3. Gebruik het bij het apparaat geleverde telefoonsnoer om een verbinding te maken
tussen de telefoonaansluiting en de poort met het label 1-LINE op de achterzijde van
het apparaat.
Opmerking U moet mogelijk het bijgeleverde telefoonsnoer aansluiten op de
adapter voor uw land/regio.
Als u het meegeleverde telefoonsnoer niet gebruikt om het apparaat op de
telefoonaansluiting op de wand aan te sluiten, kunt u waarschijnlijk geen faxen
verzenden of ontvangen. Dit speciale telefoonsnoer verschilt van de
telefoonsnoeren die u mogelijk thuis of op kantoor gebruikt.
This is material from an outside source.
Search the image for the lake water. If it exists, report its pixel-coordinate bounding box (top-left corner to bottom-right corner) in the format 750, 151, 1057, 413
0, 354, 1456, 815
4. Als de software van de pc-modem is ingesteld op het automatisch ontvangen van
faxen op de computer, moet u die instelling uitschakelen.
Opmerking Als u de instelling voor automatische faxontvangst niet uitschakelt
in de software van uw modem, kan het apparaat geen faxen ontvangen.
5. Zet de Automatisch antwoorden-instelling aan.
6. (Optioneel) Zet Hoe vaak overgaan op de laagste instelling (tweemaal overgaan).
7. Voer een faxtest uit.
Wanneer de telefoon gaat, neemt het apparaat automatisch op na het aantal belsignalen
dat u in de instelling Hoe vaak overgaan hebt opgegeven. Vervolgens begint het
apparaat faxontvangsttonen naar het verzendende faxtoestel te sturen en ontvangt het
de fax.
Als u problemen heeft met het installeren van extra appratuur op het apparaat, neem dan
contact op met uw lokale serviceprovider of verkoper voor hulp.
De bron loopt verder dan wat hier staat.